Checklist of Changes

Change the path_to_texas_aggie_files to the path to the newspaper you are working on. Get this folder name from the cifs drive. Even though the name “texas_aggie” is included in this variable, it will not affect the code if you are working with a different newspaper.
Change batch-folder to the name of the folder containing the batch you are working on. Get this folder name from the cifs drive.
Change final_csv_name to what you want the output spreadsheet to be called. An easy naming convention is {newspaper_name}_batch_data_{batch number}.
Change batch_title to what you want the batch to be named. An easy naming convention is {newspaper_name}_batch_{batch number}. This will appear in a column of the output spreadsheet.
Change "texas_aggie_batch_data.csv" to the name of the spreadsheet you downloaded from the cifs drive.

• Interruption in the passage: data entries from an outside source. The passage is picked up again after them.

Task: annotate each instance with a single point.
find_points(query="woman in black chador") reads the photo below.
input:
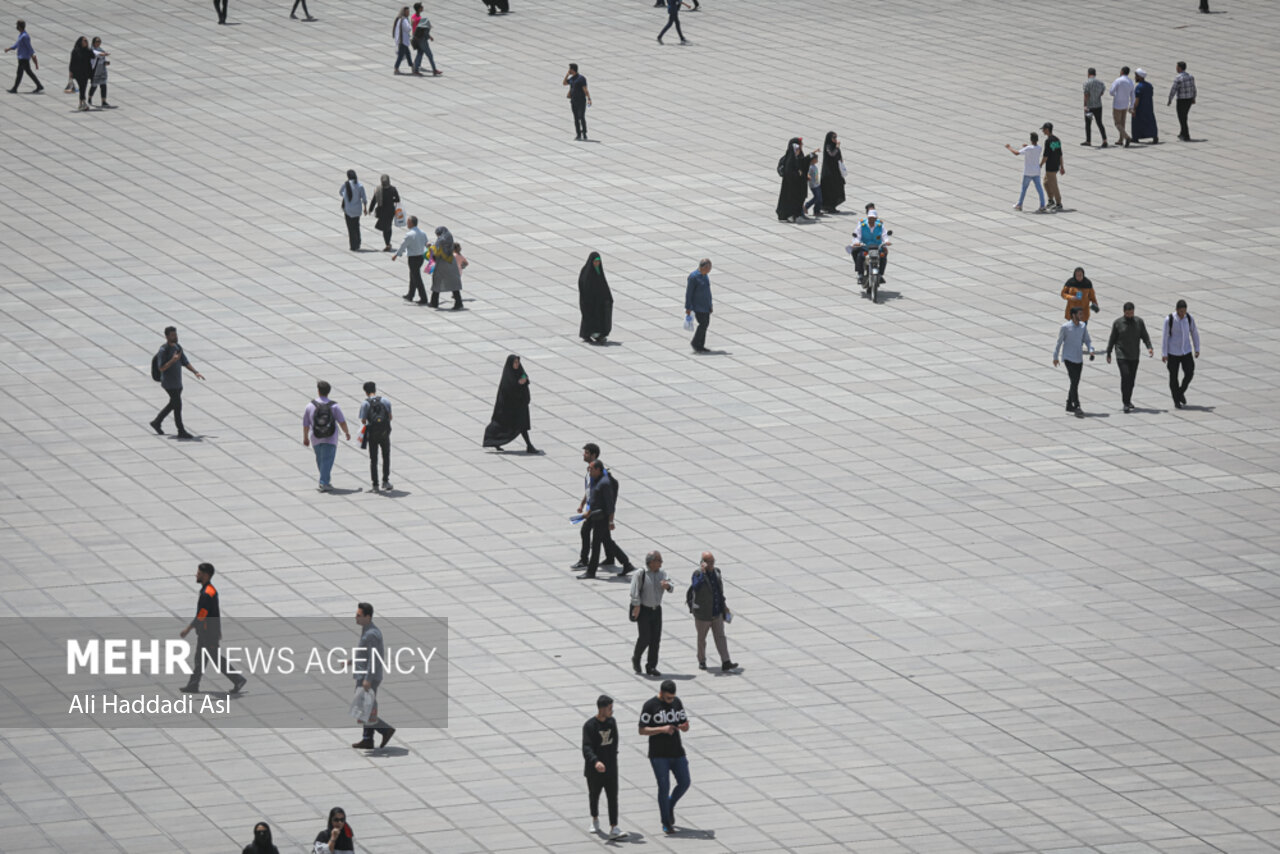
(794, 169)
(832, 173)
(511, 409)
(595, 300)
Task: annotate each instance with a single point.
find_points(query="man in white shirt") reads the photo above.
(1180, 348)
(1121, 104)
(1031, 170)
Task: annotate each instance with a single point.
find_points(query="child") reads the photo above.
(814, 186)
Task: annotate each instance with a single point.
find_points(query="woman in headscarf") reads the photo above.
(595, 301)
(446, 274)
(792, 168)
(337, 835)
(385, 199)
(261, 843)
(832, 173)
(511, 409)
(1143, 109)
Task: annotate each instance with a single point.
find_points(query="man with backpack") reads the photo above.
(320, 425)
(167, 369)
(375, 414)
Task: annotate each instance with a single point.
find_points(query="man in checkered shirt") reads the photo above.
(1183, 90)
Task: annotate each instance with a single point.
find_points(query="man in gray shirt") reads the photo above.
(368, 666)
(647, 589)
(168, 364)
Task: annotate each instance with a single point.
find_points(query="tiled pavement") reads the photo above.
(968, 622)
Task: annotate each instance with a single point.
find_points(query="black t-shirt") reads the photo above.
(1052, 154)
(600, 744)
(658, 713)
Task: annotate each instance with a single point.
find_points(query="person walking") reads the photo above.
(27, 60)
(369, 667)
(99, 78)
(82, 69)
(511, 410)
(1184, 92)
(594, 301)
(421, 41)
(1054, 167)
(600, 768)
(647, 589)
(1143, 126)
(1093, 91)
(353, 202)
(167, 368)
(698, 302)
(1127, 332)
(375, 414)
(662, 720)
(384, 202)
(337, 834)
(1031, 154)
(320, 423)
(1121, 104)
(1079, 293)
(1179, 347)
(705, 601)
(673, 19)
(446, 269)
(414, 246)
(261, 843)
(579, 99)
(208, 624)
(794, 170)
(402, 33)
(1073, 337)
(832, 174)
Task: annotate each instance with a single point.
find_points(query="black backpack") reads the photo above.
(378, 419)
(321, 420)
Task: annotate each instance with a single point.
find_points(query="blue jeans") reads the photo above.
(677, 766)
(1027, 181)
(424, 48)
(402, 55)
(325, 453)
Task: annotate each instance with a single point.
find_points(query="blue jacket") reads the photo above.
(698, 292)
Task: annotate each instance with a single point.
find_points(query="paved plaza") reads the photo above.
(967, 620)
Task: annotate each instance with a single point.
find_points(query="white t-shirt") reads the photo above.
(1031, 159)
(1121, 90)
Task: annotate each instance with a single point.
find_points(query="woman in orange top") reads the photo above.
(1079, 293)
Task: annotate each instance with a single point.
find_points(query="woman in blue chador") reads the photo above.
(1144, 109)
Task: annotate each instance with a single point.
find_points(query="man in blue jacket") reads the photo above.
(698, 302)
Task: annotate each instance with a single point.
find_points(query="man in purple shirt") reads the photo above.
(320, 425)
(26, 58)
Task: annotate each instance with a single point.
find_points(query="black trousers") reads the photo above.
(1188, 364)
(1128, 377)
(704, 319)
(608, 782)
(1184, 108)
(1096, 115)
(383, 444)
(648, 635)
(173, 406)
(24, 68)
(415, 278)
(1073, 370)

Changes dependent on structure of data

You may have to change other parts of the code depending on the structure of the data uploaded to the cifs drive.

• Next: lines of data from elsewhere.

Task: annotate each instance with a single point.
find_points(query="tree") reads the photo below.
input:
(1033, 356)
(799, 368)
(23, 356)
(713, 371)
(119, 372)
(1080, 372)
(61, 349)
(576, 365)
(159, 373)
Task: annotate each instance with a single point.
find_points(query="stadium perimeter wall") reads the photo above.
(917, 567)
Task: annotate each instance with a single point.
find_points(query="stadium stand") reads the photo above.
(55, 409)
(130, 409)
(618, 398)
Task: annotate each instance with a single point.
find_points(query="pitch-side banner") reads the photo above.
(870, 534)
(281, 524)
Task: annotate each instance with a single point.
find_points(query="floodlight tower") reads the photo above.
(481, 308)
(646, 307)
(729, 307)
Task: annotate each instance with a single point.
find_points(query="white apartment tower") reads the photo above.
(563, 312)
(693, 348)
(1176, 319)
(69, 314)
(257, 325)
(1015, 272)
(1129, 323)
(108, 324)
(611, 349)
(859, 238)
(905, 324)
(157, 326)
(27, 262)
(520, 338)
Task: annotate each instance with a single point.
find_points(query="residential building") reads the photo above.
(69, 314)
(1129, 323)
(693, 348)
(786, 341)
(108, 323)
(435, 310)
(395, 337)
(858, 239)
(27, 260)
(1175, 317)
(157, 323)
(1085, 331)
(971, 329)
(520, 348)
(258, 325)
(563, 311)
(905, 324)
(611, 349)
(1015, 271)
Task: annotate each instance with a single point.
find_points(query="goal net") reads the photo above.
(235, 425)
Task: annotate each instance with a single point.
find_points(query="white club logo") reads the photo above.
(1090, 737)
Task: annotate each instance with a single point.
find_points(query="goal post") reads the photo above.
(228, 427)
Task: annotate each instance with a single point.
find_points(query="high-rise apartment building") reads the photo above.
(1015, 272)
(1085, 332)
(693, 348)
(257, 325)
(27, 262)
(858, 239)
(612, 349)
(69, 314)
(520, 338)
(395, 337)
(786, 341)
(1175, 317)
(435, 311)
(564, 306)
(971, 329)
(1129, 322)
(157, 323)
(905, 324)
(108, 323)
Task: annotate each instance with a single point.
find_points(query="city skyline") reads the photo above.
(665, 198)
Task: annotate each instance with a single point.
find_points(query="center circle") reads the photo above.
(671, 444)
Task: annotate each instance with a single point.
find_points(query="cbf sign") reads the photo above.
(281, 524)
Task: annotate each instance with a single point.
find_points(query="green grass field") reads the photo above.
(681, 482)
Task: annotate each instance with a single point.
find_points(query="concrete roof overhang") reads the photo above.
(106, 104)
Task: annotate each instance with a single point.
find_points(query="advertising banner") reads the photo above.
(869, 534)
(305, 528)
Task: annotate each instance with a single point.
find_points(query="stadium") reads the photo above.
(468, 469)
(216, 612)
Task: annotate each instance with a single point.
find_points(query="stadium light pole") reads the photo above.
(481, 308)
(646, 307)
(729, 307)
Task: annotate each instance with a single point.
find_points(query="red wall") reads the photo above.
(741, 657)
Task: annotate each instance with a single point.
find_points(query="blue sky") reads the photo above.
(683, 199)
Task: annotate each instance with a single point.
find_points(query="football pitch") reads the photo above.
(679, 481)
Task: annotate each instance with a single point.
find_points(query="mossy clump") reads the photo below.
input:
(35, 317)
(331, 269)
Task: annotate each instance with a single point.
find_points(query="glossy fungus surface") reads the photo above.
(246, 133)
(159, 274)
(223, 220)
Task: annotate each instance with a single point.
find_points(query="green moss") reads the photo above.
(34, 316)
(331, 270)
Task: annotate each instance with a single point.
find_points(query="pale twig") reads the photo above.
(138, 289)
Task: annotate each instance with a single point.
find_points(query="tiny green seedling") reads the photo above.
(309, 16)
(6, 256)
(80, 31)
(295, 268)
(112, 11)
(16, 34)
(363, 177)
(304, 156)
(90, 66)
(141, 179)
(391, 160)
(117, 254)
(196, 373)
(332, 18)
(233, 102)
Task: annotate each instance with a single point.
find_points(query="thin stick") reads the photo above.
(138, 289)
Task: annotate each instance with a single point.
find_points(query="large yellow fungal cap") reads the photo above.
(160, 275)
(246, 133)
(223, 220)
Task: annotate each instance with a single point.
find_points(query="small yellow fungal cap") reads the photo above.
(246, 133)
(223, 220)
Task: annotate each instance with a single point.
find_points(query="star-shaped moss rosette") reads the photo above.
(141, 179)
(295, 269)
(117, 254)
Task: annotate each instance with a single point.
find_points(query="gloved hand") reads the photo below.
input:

The date column on the original spreadsheet might not be titled “Date published”. To make sure the processor pulls the date you want, either change the column name on the spreadsheet or change the code.
Furthermore, on the original spreadsheet, the dates might not follow the YYYY-MM-DD format. Not only is this format used for naming the folders on cifs, but also this format is required for OpenONI. If the spreadsheet does not use this format, use Excel functions to set the dates to the format you want.
If the folders on cifs do not follow the YYYY-MM-DD naming convention, you will need to edit the code to accomodate the naming convention.
- For example, a naming convention consisting of YYYYMMDD01 may require the creation of another column in the original spreadsheet. Name this new column date2 and use Excel functions to make all values follow the YYYYMMDD convention.
  
  Add another line under date = row.get('Date published')
  
  date = row.get('dc.date') date2 = row.get('date2')
  
  Edit the dir_path variable to include the other naming convention.
  
  dir_path = f"/Volumes/digital_project_management/Texas Aggie/{batch_folder}/{date2}01"
  
  If some folders on cifs follow one convention and others follow the other, check to see if a directory exists before pulling from it.
  
  dir_path = f"/Volumes/digital_project_management/Texas Aggie/{batch_folder}/{current_id}" if os.path.isdir(dir_path): dir_path = dir_path else: dir_path = f"/Volumes/digital_project_management/Texas Aggie/{batch_folder}/{date2}01"
Change the newspaper name in current_id to the newspaper you are working with. current_id assumes that the folder names include the name of the newspaper. If the folder names only include a date, remove the name of the newspaper from the formula.
If the original spreadsheet does not include any data about the volume and issue numbers, comment out those lines and remove mention of the volumes and issues during the item section of the code that gathers the data for the rows.
If the original spreadsheet does include volume and issue metadata, but the field is not separated by semicolons, replace the split(;) with whatever punctuation was actually used.
If the original spreadsheet does include volume and issue metadata but does not use the column name “Enumeration”, either change the code to the column name used in the spreadsheet, or change the spreadsheet column name to “Enumeration”.
- If the volume and issue metadata are in a column with a name that is repeated (such as dc.description), you may want to change the spreadsheet, not the code, to avoid confusion.

Finishing the Process¶

Once you generate the output csv, upload it to the cifs drive. Then, fill out a Help Desk ticket so Applications can upload it to OpenONI.